[Pacemaker] The larger cluster is tested.

Fri Nov 15 08:22:25 EST 2013

Hi, Andrew

Thanks for the suggestion variety.

I fixed and tested the value of batch-limit by 1, 2, 3, and 4 from the
beginning, in order to confirm what batch-limit is suitable.
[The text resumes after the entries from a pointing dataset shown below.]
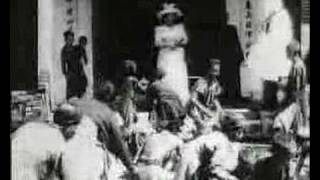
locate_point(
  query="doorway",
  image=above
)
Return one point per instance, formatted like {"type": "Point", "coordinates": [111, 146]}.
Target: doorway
{"type": "Point", "coordinates": [23, 44]}
{"type": "Point", "coordinates": [123, 29]}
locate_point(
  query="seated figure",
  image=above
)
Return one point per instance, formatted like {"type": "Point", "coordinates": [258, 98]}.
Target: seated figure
{"type": "Point", "coordinates": [204, 106]}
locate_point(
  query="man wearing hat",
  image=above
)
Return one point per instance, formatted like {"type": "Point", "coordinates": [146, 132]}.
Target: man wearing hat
{"type": "Point", "coordinates": [205, 108]}
{"type": "Point", "coordinates": [278, 166]}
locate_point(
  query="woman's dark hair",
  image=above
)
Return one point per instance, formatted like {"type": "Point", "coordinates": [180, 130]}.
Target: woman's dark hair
{"type": "Point", "coordinates": [68, 33]}
{"type": "Point", "coordinates": [176, 20]}
{"type": "Point", "coordinates": [289, 96]}
{"type": "Point", "coordinates": [83, 38]}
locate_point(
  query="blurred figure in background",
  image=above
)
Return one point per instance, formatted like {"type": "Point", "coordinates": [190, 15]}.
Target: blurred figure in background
{"type": "Point", "coordinates": [72, 67]}
{"type": "Point", "coordinates": [205, 107]}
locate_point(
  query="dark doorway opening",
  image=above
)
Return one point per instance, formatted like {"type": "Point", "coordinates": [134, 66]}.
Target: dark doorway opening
{"type": "Point", "coordinates": [23, 44]}
{"type": "Point", "coordinates": [124, 29]}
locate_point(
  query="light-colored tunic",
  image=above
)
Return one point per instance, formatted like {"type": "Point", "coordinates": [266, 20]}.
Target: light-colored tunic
{"type": "Point", "coordinates": [171, 58]}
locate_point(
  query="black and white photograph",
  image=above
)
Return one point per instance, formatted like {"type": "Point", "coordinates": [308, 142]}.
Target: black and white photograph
{"type": "Point", "coordinates": [160, 89]}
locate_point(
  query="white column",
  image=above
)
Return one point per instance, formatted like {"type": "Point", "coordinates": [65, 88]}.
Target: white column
{"type": "Point", "coordinates": [45, 38]}
{"type": "Point", "coordinates": [84, 28]}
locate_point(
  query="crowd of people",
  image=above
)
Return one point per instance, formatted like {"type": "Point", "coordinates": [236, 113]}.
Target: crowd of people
{"type": "Point", "coordinates": [184, 137]}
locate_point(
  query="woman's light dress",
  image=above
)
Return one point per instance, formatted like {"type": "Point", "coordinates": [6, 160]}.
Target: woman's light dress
{"type": "Point", "coordinates": [171, 58]}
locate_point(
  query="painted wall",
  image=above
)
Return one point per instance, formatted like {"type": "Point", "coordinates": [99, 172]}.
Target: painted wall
{"type": "Point", "coordinates": [55, 17]}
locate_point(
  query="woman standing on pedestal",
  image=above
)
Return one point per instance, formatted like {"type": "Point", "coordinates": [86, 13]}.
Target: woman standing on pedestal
{"type": "Point", "coordinates": [170, 38]}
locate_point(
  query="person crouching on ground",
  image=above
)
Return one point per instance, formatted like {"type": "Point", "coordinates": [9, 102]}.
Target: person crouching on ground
{"type": "Point", "coordinates": [164, 103]}
{"type": "Point", "coordinates": [205, 108]}
{"type": "Point", "coordinates": [221, 159]}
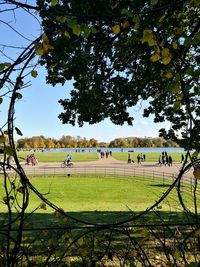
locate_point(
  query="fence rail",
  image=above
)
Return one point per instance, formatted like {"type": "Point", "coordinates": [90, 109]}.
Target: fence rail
{"type": "Point", "coordinates": [105, 170]}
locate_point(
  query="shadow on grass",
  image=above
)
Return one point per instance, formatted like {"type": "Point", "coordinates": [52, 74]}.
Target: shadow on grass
{"type": "Point", "coordinates": [42, 220]}
{"type": "Point", "coordinates": [160, 185]}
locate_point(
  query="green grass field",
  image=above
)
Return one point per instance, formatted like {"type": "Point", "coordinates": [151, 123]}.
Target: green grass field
{"type": "Point", "coordinates": [150, 156]}
{"type": "Point", "coordinates": [96, 199]}
{"type": "Point", "coordinates": [102, 193]}
{"type": "Point", "coordinates": [60, 156]}
{"type": "Point", "coordinates": [90, 156]}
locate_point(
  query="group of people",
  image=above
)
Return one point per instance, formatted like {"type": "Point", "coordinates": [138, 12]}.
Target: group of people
{"type": "Point", "coordinates": [105, 154]}
{"type": "Point", "coordinates": [31, 160]}
{"type": "Point", "coordinates": [140, 158]}
{"type": "Point", "coordinates": [165, 159]}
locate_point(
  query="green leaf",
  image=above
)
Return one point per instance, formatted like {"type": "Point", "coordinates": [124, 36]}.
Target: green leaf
{"type": "Point", "coordinates": [116, 29]}
{"type": "Point", "coordinates": [9, 151]}
{"type": "Point", "coordinates": [4, 65]}
{"type": "Point", "coordinates": [18, 131]}
{"type": "Point", "coordinates": [2, 139]}
{"type": "Point", "coordinates": [18, 96]}
{"type": "Point", "coordinates": [127, 13]}
{"type": "Point", "coordinates": [76, 29]}
{"type": "Point", "coordinates": [154, 2]}
{"type": "Point", "coordinates": [39, 49]}
{"type": "Point", "coordinates": [136, 20]}
{"type": "Point", "coordinates": [155, 57]}
{"type": "Point", "coordinates": [34, 73]}
{"type": "Point", "coordinates": [177, 105]}
{"type": "Point", "coordinates": [54, 2]}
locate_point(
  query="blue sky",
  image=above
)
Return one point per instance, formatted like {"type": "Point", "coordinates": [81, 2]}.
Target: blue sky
{"type": "Point", "coordinates": [37, 112]}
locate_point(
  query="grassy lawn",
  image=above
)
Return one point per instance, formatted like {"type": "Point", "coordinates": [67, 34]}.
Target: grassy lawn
{"type": "Point", "coordinates": [102, 194]}
{"type": "Point", "coordinates": [91, 156]}
{"type": "Point", "coordinates": [98, 199]}
{"type": "Point", "coordinates": [61, 156]}
{"type": "Point", "coordinates": [150, 156]}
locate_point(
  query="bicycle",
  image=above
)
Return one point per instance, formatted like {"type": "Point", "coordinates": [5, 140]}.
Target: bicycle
{"type": "Point", "coordinates": [64, 164]}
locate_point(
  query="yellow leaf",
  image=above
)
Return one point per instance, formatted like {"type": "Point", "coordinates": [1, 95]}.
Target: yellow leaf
{"type": "Point", "coordinates": [149, 37]}
{"type": "Point", "coordinates": [21, 189]}
{"type": "Point", "coordinates": [2, 138]}
{"type": "Point", "coordinates": [152, 42]}
{"type": "Point", "coordinates": [176, 88]}
{"type": "Point", "coordinates": [66, 34]}
{"type": "Point", "coordinates": [39, 49]}
{"type": "Point", "coordinates": [45, 38]}
{"type": "Point", "coordinates": [168, 75]}
{"type": "Point", "coordinates": [178, 31]}
{"type": "Point", "coordinates": [166, 56]}
{"type": "Point", "coordinates": [125, 24]}
{"type": "Point", "coordinates": [84, 253]}
{"type": "Point", "coordinates": [196, 174]}
{"type": "Point", "coordinates": [197, 233]}
{"type": "Point", "coordinates": [155, 57]}
{"type": "Point", "coordinates": [175, 45]}
{"type": "Point", "coordinates": [18, 131]}
{"type": "Point", "coordinates": [195, 154]}
{"type": "Point", "coordinates": [47, 47]}
{"type": "Point", "coordinates": [45, 232]}
{"type": "Point", "coordinates": [58, 213]}
{"type": "Point", "coordinates": [116, 29]}
{"type": "Point", "coordinates": [34, 73]}
{"type": "Point", "coordinates": [9, 151]}
{"type": "Point", "coordinates": [165, 52]}
{"type": "Point", "coordinates": [43, 206]}
{"type": "Point", "coordinates": [177, 254]}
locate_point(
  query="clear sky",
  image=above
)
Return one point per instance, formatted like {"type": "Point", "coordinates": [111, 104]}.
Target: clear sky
{"type": "Point", "coordinates": [37, 112]}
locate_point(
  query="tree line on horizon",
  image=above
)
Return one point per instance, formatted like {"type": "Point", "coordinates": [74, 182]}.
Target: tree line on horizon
{"type": "Point", "coordinates": [41, 142]}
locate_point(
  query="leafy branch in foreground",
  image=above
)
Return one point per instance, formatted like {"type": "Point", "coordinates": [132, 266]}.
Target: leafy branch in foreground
{"type": "Point", "coordinates": [136, 51]}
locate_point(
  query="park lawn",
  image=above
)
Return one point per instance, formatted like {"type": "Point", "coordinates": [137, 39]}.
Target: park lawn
{"type": "Point", "coordinates": [99, 196]}
{"type": "Point", "coordinates": [91, 156]}
{"type": "Point", "coordinates": [60, 156]}
{"type": "Point", "coordinates": [150, 156]}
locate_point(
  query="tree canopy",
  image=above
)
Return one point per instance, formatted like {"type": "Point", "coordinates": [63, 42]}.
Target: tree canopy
{"type": "Point", "coordinates": [122, 52]}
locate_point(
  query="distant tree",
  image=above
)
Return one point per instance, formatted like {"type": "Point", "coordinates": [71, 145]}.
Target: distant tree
{"type": "Point", "coordinates": [124, 56]}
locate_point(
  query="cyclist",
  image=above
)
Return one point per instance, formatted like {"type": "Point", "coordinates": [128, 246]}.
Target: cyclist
{"type": "Point", "coordinates": [68, 159]}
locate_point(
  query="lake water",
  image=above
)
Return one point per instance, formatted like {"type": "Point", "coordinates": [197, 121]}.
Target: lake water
{"type": "Point", "coordinates": [138, 149]}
It was something like the following in my environment.
Timeout did not occur batch-limit=1 and 2.
batch-limit = 3 was 1 timeout.
batch-limit = 4 was 5 timeout.

I think the limit is still high in; From the above results, "limit =
QB_MAX (1, peers / 4)".

So I have created a fix to fixed to 2 batch-limit when it became a
state of extreme.
https://github.com/yuusuke/pacemaker/commit/efe2d6ebc55be39b8be43de38e7662f039b61dec

Results of the test several times, it seems to work without problems.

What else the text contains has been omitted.